I started working on this for two reasons, first because the MongoDB documentation build process was lagging under some process creation overhead and using buildcloth as a meta-build system was clearly not holding up.
Second, I wanted to write a static site generator that used a fully concurrent internal model. My initial plan was to use the buildcloth meta-build system, but that clearly wouldn’t hold up at scale so I needed something like buildcloth.
Finally, there aren’t actually a lot of generalized build automation tools: Make, Ninja, SCons, Waf, and Rake plus a small cluster of Java tools (Ant, Maven, sbt, Gradle). See the wikipedia list of build automation tools.
How can I use Buildcloth? Is Buildcloth right for my project?

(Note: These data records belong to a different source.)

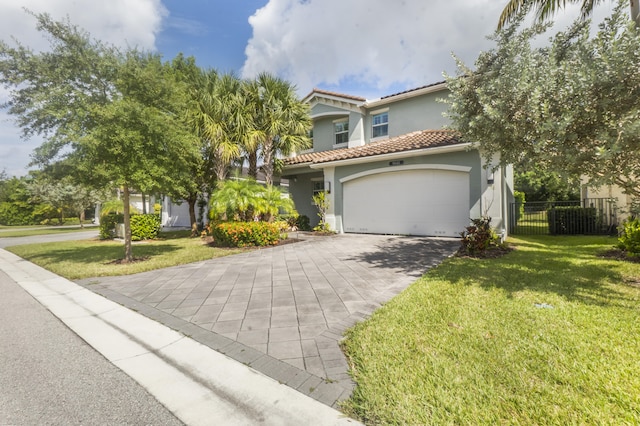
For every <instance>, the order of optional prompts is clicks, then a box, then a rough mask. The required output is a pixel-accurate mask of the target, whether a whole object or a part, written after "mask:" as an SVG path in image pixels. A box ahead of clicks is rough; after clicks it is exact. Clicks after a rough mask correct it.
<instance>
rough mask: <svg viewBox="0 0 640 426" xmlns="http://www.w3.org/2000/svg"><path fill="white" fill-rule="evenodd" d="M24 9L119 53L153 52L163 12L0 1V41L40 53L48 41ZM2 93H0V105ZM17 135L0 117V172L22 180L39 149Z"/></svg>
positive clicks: (63, 2) (158, 2)
mask: <svg viewBox="0 0 640 426" xmlns="http://www.w3.org/2000/svg"><path fill="white" fill-rule="evenodd" d="M24 8H26V9H29V10H30V11H32V12H35V13H41V12H46V13H49V14H50V15H51V16H52V17H53V18H54V19H58V20H60V19H66V18H67V17H69V19H70V20H71V22H72V23H73V24H74V25H78V26H79V27H81V28H83V29H85V30H86V31H88V32H89V33H90V34H91V36H92V37H93V38H96V39H100V40H102V41H104V42H107V43H111V44H114V45H117V46H121V47H139V48H141V49H148V50H155V49H156V36H157V34H158V33H159V32H160V31H161V29H162V28H161V27H162V20H163V18H164V17H166V16H167V14H168V12H167V9H166V8H165V7H164V6H163V5H162V2H161V0H109V1H102V2H100V1H95V0H0V40H4V41H6V42H8V43H11V38H12V37H13V38H15V39H16V40H18V41H19V42H20V43H22V44H23V45H25V46H29V47H31V48H33V49H35V50H44V49H46V48H47V47H48V41H47V40H46V39H45V38H43V37H42V35H40V34H39V33H38V31H37V30H36V28H35V25H36V20H35V18H34V17H33V16H31V15H29V14H27V13H25V11H24ZM6 97H7V93H6V92H3V91H1V90H0V102H2V101H6V99H7V98H6ZM19 135H20V130H19V129H17V128H16V127H15V126H14V125H13V124H12V122H11V117H8V116H7V115H6V114H5V113H4V112H0V170H3V169H6V171H7V173H9V174H10V175H12V174H15V175H23V174H25V173H26V166H27V164H28V163H29V161H30V158H29V154H30V153H31V152H32V151H33V149H34V148H35V147H37V146H38V145H39V144H40V142H41V141H40V140H39V139H37V138H34V139H32V140H29V141H22V140H20V137H19Z"/></svg>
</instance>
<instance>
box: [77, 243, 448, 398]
mask: <svg viewBox="0 0 640 426" xmlns="http://www.w3.org/2000/svg"><path fill="white" fill-rule="evenodd" d="M296 236H297V235H296V233H293V234H292V235H290V237H293V238H295V237H296ZM298 236H299V237H303V236H304V238H306V239H305V240H304V241H301V242H298V243H292V244H284V245H281V246H277V247H272V248H265V249H259V250H253V251H249V252H246V253H242V254H239V255H233V256H227V257H223V258H216V259H212V260H208V261H204V262H199V263H193V264H189V265H183V266H177V267H172V268H166V269H162V270H158V271H151V272H145V273H141V274H136V275H130V276H123V277H101V278H92V279H87V280H82V281H80V283H81V284H83V285H86V286H87V288H90V289H93V290H94V291H96V292H98V293H102V294H104V295H106V296H107V297H111V298H112V299H118V300H117V301H119V302H120V303H123V304H125V305H128V306H130V307H133V308H137V309H139V308H140V306H146V307H148V308H149V309H146V310H143V311H141V312H142V313H145V314H148V315H149V316H152V317H155V318H154V319H157V320H159V321H163V322H165V323H166V322H172V319H171V318H170V317H169V316H171V317H173V318H177V319H180V320H182V321H184V322H186V323H190V324H194V325H197V326H198V327H199V328H200V329H202V330H204V331H206V332H208V333H212V334H214V335H217V337H223V338H226V339H225V340H224V341H225V342H229V344H231V342H235V344H236V345H235V346H234V349H231V346H228V347H227V349H226V350H222V352H223V353H227V354H228V355H229V356H232V357H233V358H236V359H239V360H241V361H243V362H245V363H247V364H249V365H251V366H252V367H254V368H256V369H257V370H259V371H262V372H264V373H265V374H268V375H271V376H273V377H275V378H278V379H279V380H282V381H283V382H285V383H287V384H289V385H290V386H294V387H296V388H298V389H299V390H302V391H304V392H305V393H307V394H310V395H311V396H314V397H316V398H317V399H319V400H321V401H322V402H325V403H327V404H328V405H333V406H335V405H336V403H337V402H338V401H340V400H342V399H344V398H347V397H348V396H349V395H350V393H351V391H352V390H353V382H352V381H351V379H350V377H349V375H348V365H347V361H346V359H345V357H344V355H343V353H342V351H341V349H340V347H339V345H338V342H339V341H340V339H341V338H342V334H343V333H344V331H345V330H346V329H347V328H349V327H351V326H352V325H354V324H355V323H356V322H358V321H361V320H363V319H365V318H367V317H368V316H369V315H370V314H371V313H372V312H373V311H374V310H375V309H377V308H378V307H380V305H381V304H383V303H385V302H387V301H389V300H390V299H391V298H392V297H393V296H395V295H397V294H398V293H400V292H401V291H402V290H403V289H405V288H406V287H407V286H408V285H409V284H411V283H412V282H413V281H415V280H416V279H417V278H419V277H420V276H421V275H422V274H423V273H424V272H426V271H427V270H428V269H429V268H430V267H432V266H434V265H436V264H438V263H440V262H441V261H442V260H443V259H444V258H446V257H447V256H450V255H451V254H453V253H454V252H455V250H456V249H457V248H458V246H459V242H458V241H456V240H453V239H435V238H422V237H397V236H380V235H349V234H347V235H336V236H329V237H314V236H309V235H308V234H302V233H301V234H300V235H298ZM116 296H117V297H116ZM154 313H155V314H154ZM163 314H164V315H163ZM167 318H169V319H168V320H166V319H167ZM173 323H174V324H172V325H174V328H178V329H180V326H176V325H175V324H177V323H175V321H174V322H173ZM190 330H191V329H190ZM185 333H186V332H185ZM192 334H193V333H192ZM195 334H197V336H193V337H194V338H196V339H197V338H198V336H202V335H203V333H195ZM205 335H206V333H205ZM214 337H215V336H214ZM218 341H220V339H218ZM222 346H225V345H222ZM238 348H240V349H238ZM246 348H251V349H253V351H250V350H247V349H246ZM216 349H217V348H216ZM234 354H235V355H234ZM252 354H253V355H252ZM262 355H266V356H262ZM283 363H284V364H283ZM283 375H284V377H285V379H283V378H282V377H283Z"/></svg>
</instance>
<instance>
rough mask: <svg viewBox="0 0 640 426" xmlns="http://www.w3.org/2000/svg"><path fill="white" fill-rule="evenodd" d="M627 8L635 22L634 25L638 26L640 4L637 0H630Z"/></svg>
mask: <svg viewBox="0 0 640 426" xmlns="http://www.w3.org/2000/svg"><path fill="white" fill-rule="evenodd" d="M629 6H630V9H631V19H633V20H634V21H635V23H636V25H640V4H639V3H638V0H631V1H630V2H629Z"/></svg>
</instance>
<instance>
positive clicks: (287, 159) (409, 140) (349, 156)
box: [284, 130, 464, 166]
mask: <svg viewBox="0 0 640 426" xmlns="http://www.w3.org/2000/svg"><path fill="white" fill-rule="evenodd" d="M462 144H464V142H462V141H461V140H460V135H459V134H458V133H456V132H454V131H451V130H421V131H417V132H411V133H407V134H404V135H400V136H396V137H394V138H390V139H386V140H383V141H379V142H373V143H370V144H366V145H361V146H357V147H354V148H343V149H334V150H331V151H321V152H312V153H308V154H301V155H298V156H296V157H291V158H287V159H285V160H284V163H285V165H287V166H293V165H302V164H322V163H329V162H332V161H342V160H351V159H356V158H366V157H375V156H378V155H384V154H392V153H397V152H410V151H417V150H423V149H428V148H438V147H444V146H454V145H462Z"/></svg>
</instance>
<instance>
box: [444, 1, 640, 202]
mask: <svg viewBox="0 0 640 426" xmlns="http://www.w3.org/2000/svg"><path fill="white" fill-rule="evenodd" d="M624 7H625V6H624V5H620V6H618V7H617V8H616V10H615V12H614V13H613V14H612V16H611V17H610V18H608V19H606V20H605V22H604V23H603V24H601V27H600V30H599V31H598V33H597V34H596V35H595V36H594V37H591V36H590V31H589V22H588V21H587V22H584V21H582V20H578V21H576V22H575V23H574V25H573V26H572V27H571V28H569V29H568V30H567V31H566V32H561V33H558V34H557V35H556V36H554V37H553V39H552V40H551V44H550V45H549V46H545V47H538V48H533V47H532V39H533V38H534V37H536V36H538V35H540V34H542V33H543V32H544V31H545V30H546V28H547V26H541V25H534V26H533V27H531V28H525V29H522V30H519V24H520V23H521V19H520V20H519V21H516V22H515V23H514V24H513V25H512V26H510V27H507V28H505V29H504V30H501V31H498V32H497V33H496V35H495V36H494V39H495V40H496V42H497V46H496V48H494V49H492V50H490V51H487V52H483V53H481V54H480V56H479V57H478V59H477V60H476V63H475V65H476V69H475V71H472V70H471V69H469V68H468V67H466V66H465V65H464V64H462V63H461V62H458V65H459V72H458V74H459V75H458V76H457V77H447V83H448V86H449V88H450V90H451V96H450V98H449V101H448V102H449V104H450V105H449V106H450V108H449V116H450V118H451V120H452V123H453V127H454V128H456V129H457V130H458V131H459V132H460V133H461V134H462V135H463V138H464V139H466V140H468V141H471V142H475V143H477V145H478V146H479V147H480V149H481V151H482V152H483V154H484V155H485V156H486V157H487V158H492V157H493V156H494V155H496V154H498V155H499V156H500V160H501V161H502V162H503V163H506V164H518V163H521V162H525V163H526V162H535V164H536V166H537V167H542V168H545V169H547V170H549V171H562V172H563V173H565V174H567V175H578V176H587V177H588V178H589V179H590V183H591V184H592V185H594V186H597V185H602V184H616V185H618V186H620V187H621V188H622V190H623V191H624V192H625V193H626V194H628V195H631V196H633V197H640V156H638V155H637V153H638V152H639V151H640V73H637V72H629V70H637V69H640V51H639V50H638V46H639V45H640V29H638V28H637V27H636V25H634V24H633V23H631V22H630V21H629V20H628V17H627V16H626V13H625V12H624V10H623V8H624Z"/></svg>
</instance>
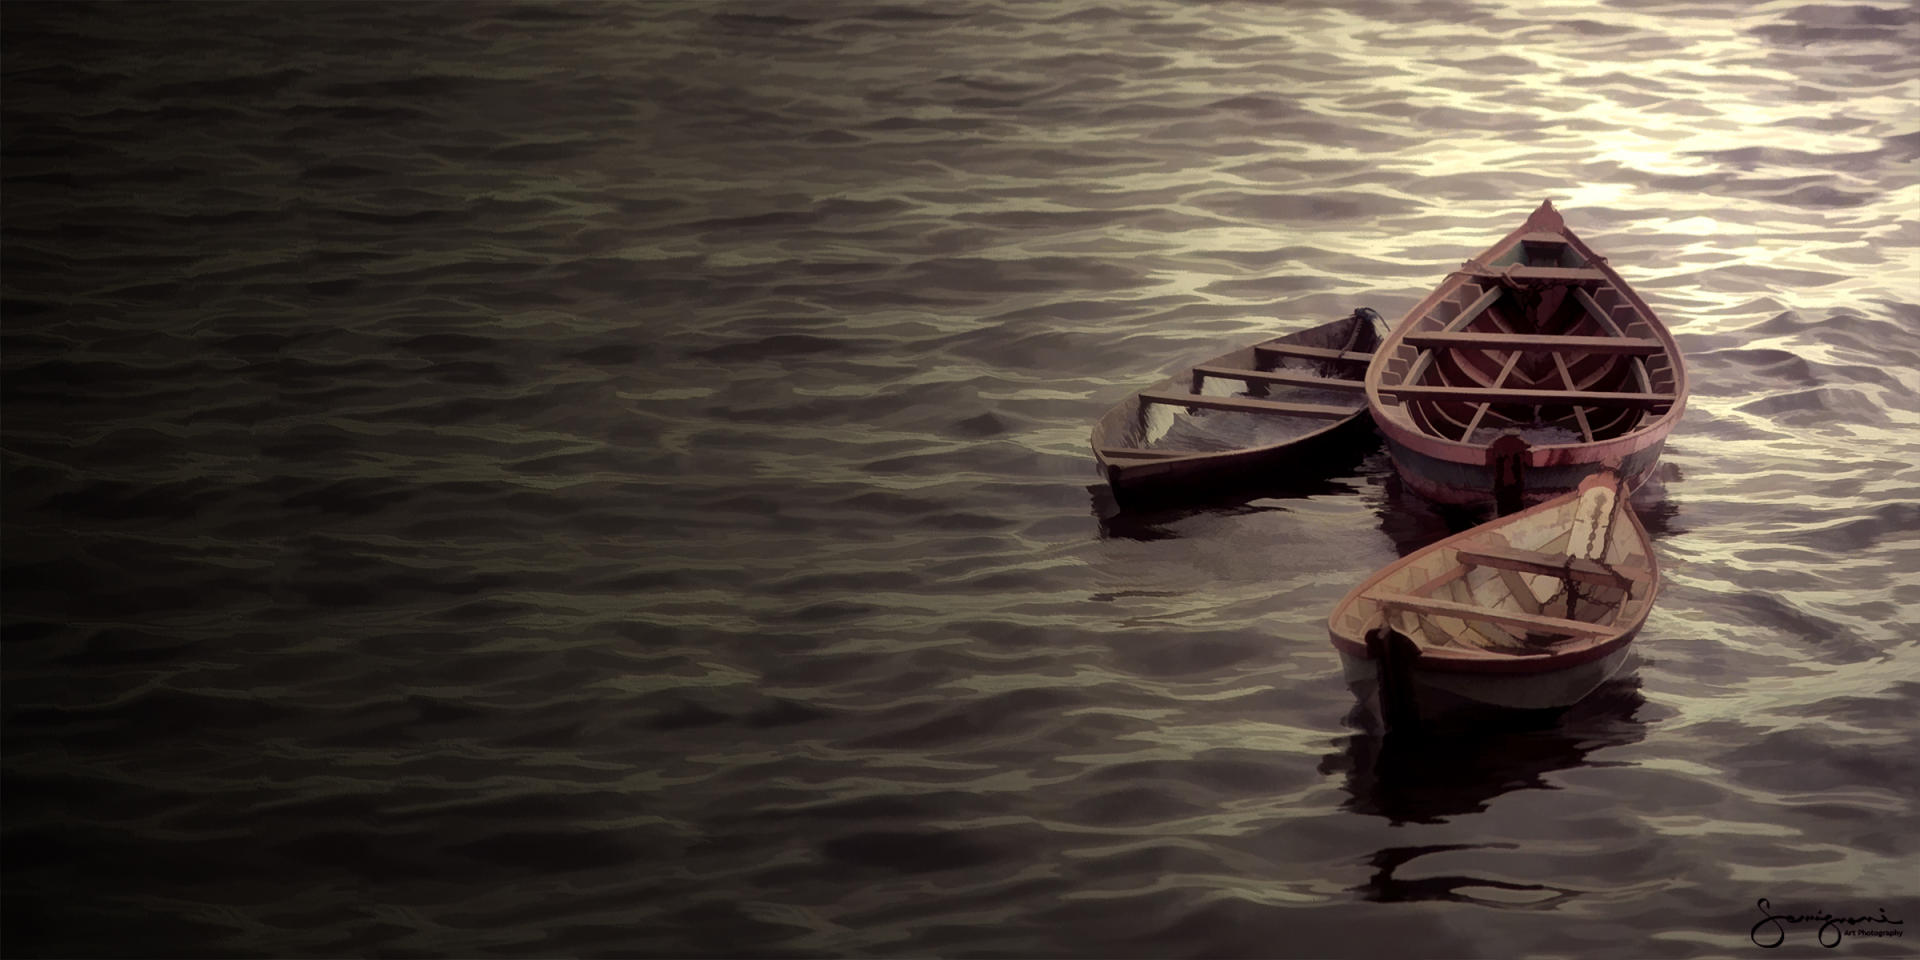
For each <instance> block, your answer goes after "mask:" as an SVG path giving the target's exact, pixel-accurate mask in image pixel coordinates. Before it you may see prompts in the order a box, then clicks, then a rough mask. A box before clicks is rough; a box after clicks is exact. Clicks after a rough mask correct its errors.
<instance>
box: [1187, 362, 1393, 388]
mask: <svg viewBox="0 0 1920 960" xmlns="http://www.w3.org/2000/svg"><path fill="white" fill-rule="evenodd" d="M1194 376H1219V378H1221V380H1244V382H1248V384H1279V386H1319V388H1325V390H1367V384H1365V380H1340V378H1331V376H1313V374H1306V372H1284V371H1242V369H1238V367H1194Z"/></svg>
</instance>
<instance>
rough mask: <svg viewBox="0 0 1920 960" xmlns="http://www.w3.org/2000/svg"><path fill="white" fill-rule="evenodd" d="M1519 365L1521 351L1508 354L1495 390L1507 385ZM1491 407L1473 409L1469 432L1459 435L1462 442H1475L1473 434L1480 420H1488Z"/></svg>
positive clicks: (1469, 421)
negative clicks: (1517, 365) (1503, 385)
mask: <svg viewBox="0 0 1920 960" xmlns="http://www.w3.org/2000/svg"><path fill="white" fill-rule="evenodd" d="M1519 363H1521V351H1519V349H1515V351H1513V353H1507V363H1503V365H1501V367H1500V376H1496V378H1494V388H1500V386H1501V384H1505V382H1507V376H1509V374H1513V367H1517V365H1519ZM1490 407H1492V403H1480V405H1478V407H1475V409H1473V419H1471V420H1467V430H1463V432H1461V434H1459V438H1461V440H1465V442H1471V440H1473V432H1475V430H1478V428H1480V420H1484V419H1486V411H1488V409H1490Z"/></svg>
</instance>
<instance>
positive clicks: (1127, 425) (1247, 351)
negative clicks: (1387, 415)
mask: <svg viewBox="0 0 1920 960" xmlns="http://www.w3.org/2000/svg"><path fill="white" fill-rule="evenodd" d="M1379 346H1380V332H1379V330H1377V328H1375V324H1373V321H1371V319H1369V317H1361V315H1357V313H1356V315H1354V317H1346V319H1344V321H1338V323H1331V324H1323V326H1315V328H1309V330H1298V332H1294V334H1286V336H1281V338H1275V340H1267V342H1263V344H1254V346H1250V348H1240V349H1236V351H1231V353H1225V355H1221V357H1213V359H1212V361H1208V363H1200V365H1194V367H1190V369H1188V372H1187V376H1181V378H1175V380H1169V382H1167V384H1162V386H1160V388H1156V390H1142V392H1140V394H1139V396H1137V397H1135V399H1133V401H1131V403H1129V405H1125V407H1123V409H1116V411H1112V413H1110V415H1108V417H1106V419H1104V420H1102V424H1100V432H1098V434H1096V444H1094V445H1096V449H1098V451H1100V455H1102V457H1104V459H1106V461H1110V463H1121V465H1125V463H1150V461H1160V459H1169V457H1188V455H1196V453H1221V451H1235V449H1248V447H1260V445H1269V444H1283V442H1288V440H1298V438H1300V436H1304V434H1309V432H1317V430H1321V428H1325V426H1329V424H1332V422H1338V420H1344V419H1348V417H1354V415H1356V413H1357V411H1361V409H1365V384H1363V378H1365V374H1367V365H1369V363H1371V361H1373V351H1375V349H1377V348H1379Z"/></svg>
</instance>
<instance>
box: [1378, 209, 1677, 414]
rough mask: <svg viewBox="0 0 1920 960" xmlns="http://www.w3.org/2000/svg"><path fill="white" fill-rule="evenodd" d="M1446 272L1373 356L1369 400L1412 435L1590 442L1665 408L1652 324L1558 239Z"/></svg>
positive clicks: (1592, 268) (1599, 276)
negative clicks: (1429, 297) (1519, 433)
mask: <svg viewBox="0 0 1920 960" xmlns="http://www.w3.org/2000/svg"><path fill="white" fill-rule="evenodd" d="M1455 276H1457V278H1459V280H1461V282H1457V284H1455V286H1453V290H1452V292H1450V294H1448V296H1446V298H1442V300H1440V301H1438V303H1434V305H1432V309H1428V311H1427V313H1425V315H1423V317H1417V319H1415V321H1413V326H1411V328H1409V330H1407V336H1405V338H1402V342H1400V344H1398V346H1396V348H1394V353H1392V355H1390V357H1384V374H1382V380H1380V382H1382V388H1380V399H1382V403H1384V405H1402V407H1405V411H1407V415H1409V417H1411V420H1413V424H1415V426H1417V428H1419V430H1421V432H1425V434H1428V436H1436V438H1442V440H1459V442H1469V444H1486V442H1490V440H1492V438H1494V436H1498V434H1500V432H1505V430H1519V432H1521V436H1524V438H1526V440H1528V442H1530V444H1534V445H1540V444H1582V442H1586V444H1590V442H1597V440H1611V438H1619V436H1624V434H1628V432H1632V430H1636V428H1638V426H1640V424H1642V422H1647V420H1653V419H1657V417H1661V415H1663V413H1667V411H1668V409H1670V407H1672V403H1674V380H1676V376H1674V359H1672V357H1670V355H1668V353H1667V348H1665V344H1663V340H1661V338H1659V336H1657V334H1655V330H1653V324H1651V323H1649V319H1647V317H1644V315H1642V313H1640V309H1638V307H1636V305H1634V303H1632V301H1630V300H1628V298H1626V296H1624V294H1622V292H1620V290H1617V288H1615V286H1613V284H1611V282H1607V276H1605V275H1603V273H1601V271H1599V269H1597V265H1596V263H1590V261H1586V257H1582V255H1580V252H1578V250H1574V246H1572V244H1569V242H1567V238H1565V236H1561V234H1557V232H1530V234H1524V236H1523V238H1521V240H1519V242H1515V244H1513V246H1511V248H1509V250H1507V252H1505V253H1501V255H1498V257H1494V259H1490V261H1467V265H1465V267H1463V269H1461V271H1459V273H1457V275H1455ZM1567 394H1580V403H1569V401H1567Z"/></svg>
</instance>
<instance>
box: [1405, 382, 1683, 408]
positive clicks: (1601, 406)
mask: <svg viewBox="0 0 1920 960" xmlns="http://www.w3.org/2000/svg"><path fill="white" fill-rule="evenodd" d="M1380 394H1382V396H1390V397H1400V399H1465V401H1475V403H1478V401H1488V403H1542V405H1548V403H1569V405H1571V403H1578V405H1582V407H1657V405H1661V403H1672V401H1674V396H1672V394H1617V392H1605V390H1517V388H1500V390H1494V388H1486V386H1380Z"/></svg>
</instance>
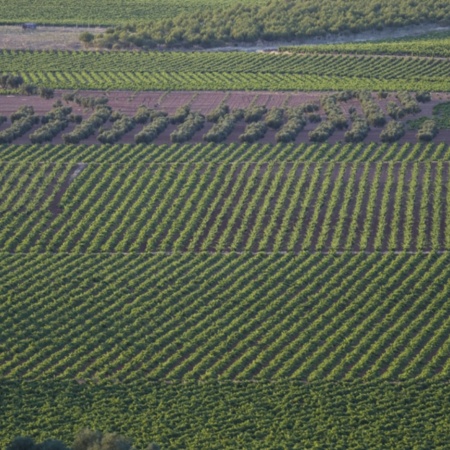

If you want, you can use Buildcloth as a Make replacement, using the
buildc
front end. For build systems that already have Python code to
wrap or implement build steps, Buildcloth may be much more efficient
than using something like Make. For other kinds of builds, the benefits
may be less pronounced.
You can also use Buildcloth as a library in your own Python programs if you need a way of ruining build-jobs in a parallel, dependency aware mode.
I’ve started to think think buildcloth is really a sort of embedable, small-scale, local version of something like celery. Or maybe it’s just a collections of decent wrappers around multiprocessing.Pool. Regardless, there aren’t a lot of really intuitive tools around that make async processing/parallel execution easy and fun in Python, so if you need to do this kind of processing work, take a look.
How well tested is Buildcloth?
There’s a complete unit test suite with 400 tests (last count) that should ensure that things stay stable as the product continues to develop. In this respect buildcloth is really well tested (particularly for a project of its age.) In other respects, its less well tested.
Now that things are comparatively stable, I’m pretty eager to begin using the buildsystem and make sure all of the higher-level aspects work well.
What aspects need the most improvement?
I need to devise a way to save some state between builds so that buildcloth can check to see if a target needs to be rebuilt by seeing if the content of the dependent files has changed. Currently, (like many tools,) buildcloth must rebuild things based on a comparison of modified times from the file system, which do not necessarily indicate a required rebuild.
This isn’t really a buildcloth problem, but I also find myself frustrated by the error reporting of tasks running inside the multiprocessing pool. I’m thinking of wrapping tasks right before calling them in a way that will capture output and make it easier to kill zombie tasks and dead pools.
What would you do differently next time?
I wrote the implementation in a very bottom-up sort of way, and as a result the design and testing suite feels a little bottom up. In the long term I think it was the right decision, but I think that in the medium term it will lead to some awkwardness.
Furthermore, build systems are fundamentally static and there’s no good way to “add jobs to the top of the pipe.” I don’t yet have a good answer to this problem (yet,) but shouldn’t be insurmountable.